How is Engagement Rate calculated?
Engagement Rate = Engagements x 100 ÷ Impressions
Example: If from 5,000 visitors, 100 visitors made actions (click, like, share, etc), th engagement rate is 2%.
Aim high: Over 5-6% is an exceptional engagement rate.
Facebook has a different way to measure engagement, the platform divides the number of people who engaged with the content by the number of people who saw that content and then multiplied by 100 to get a percentage.
That is why we included this as a different metric from the standard Engagement Rate.
How is Facebook Engagement Rate calculated?
Facebook Engagement Rate = (Engaged Users x 100) ÷ Total Reach
Example: If your Facebook post gets 50 likes, was shared 20 times, and it was seen by 1,000 people, then your Facebook Engagement Rate is 7%.
Aim High: 1-2% is considered a high Facebook Engagement Rate.

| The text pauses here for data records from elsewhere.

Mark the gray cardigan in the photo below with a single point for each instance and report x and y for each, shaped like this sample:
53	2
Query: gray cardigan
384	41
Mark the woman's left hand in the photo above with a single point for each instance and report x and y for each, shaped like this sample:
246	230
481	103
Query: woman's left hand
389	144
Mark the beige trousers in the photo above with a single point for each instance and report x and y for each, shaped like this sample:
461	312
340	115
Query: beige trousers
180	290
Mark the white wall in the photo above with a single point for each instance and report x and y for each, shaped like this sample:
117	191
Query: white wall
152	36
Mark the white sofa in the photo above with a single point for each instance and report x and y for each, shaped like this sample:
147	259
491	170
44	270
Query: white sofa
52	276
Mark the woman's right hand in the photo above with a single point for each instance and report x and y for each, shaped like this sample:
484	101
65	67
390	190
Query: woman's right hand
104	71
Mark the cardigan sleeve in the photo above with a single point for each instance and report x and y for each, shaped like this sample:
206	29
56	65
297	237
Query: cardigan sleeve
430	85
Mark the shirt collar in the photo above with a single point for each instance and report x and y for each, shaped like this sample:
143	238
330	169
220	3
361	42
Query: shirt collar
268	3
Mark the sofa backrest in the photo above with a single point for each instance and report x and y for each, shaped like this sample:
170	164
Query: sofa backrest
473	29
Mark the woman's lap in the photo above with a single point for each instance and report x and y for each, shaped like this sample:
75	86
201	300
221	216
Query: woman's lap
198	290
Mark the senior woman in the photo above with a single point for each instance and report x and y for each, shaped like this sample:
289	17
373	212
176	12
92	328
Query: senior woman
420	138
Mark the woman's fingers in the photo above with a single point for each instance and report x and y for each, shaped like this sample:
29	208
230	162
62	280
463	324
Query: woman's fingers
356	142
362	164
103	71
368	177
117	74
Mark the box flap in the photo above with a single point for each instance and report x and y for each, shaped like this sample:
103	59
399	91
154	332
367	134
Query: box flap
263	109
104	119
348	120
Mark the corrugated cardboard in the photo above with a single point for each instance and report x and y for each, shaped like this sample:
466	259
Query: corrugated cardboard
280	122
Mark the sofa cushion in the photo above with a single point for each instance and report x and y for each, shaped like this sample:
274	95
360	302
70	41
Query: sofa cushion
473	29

This metric is not official but you have to know and use it.
It will show you the engagement for your Instagram posts. Compare engagement rates and see what works great so you can focus on that type of content.
How is Instagram Engagement Rate calculated?
Instagram Engagement Rate = (Likes + Comments ÷ Total followers) x 100
Here are 3 methods to calculate Instagram Engagement Rate.
Example:If you have 50,000 followers and you got a total of 1,000 combined likes and comments, the Engagement Rate of your Instagram account is 2%.
Aim High: 5-6% is a very high Instagram Engagement Rate. Usually such rates are obtained by top influencers.
Linkedin engagement rate is the same with the general engagement rate formula.
How Linkedin Engagement Rate is calculated?
LinkedIn Engagement Rate = Engagements x 100 ÷ Impressions
Example: If your LinkedIn post gets 20 likes, 10 shares, and 1,000 impressions, the engagement rate is 3%.
Aim High: A good LinkedIn engagement rate is 2%.
Also for Twitter we will use the general engagement rate formula.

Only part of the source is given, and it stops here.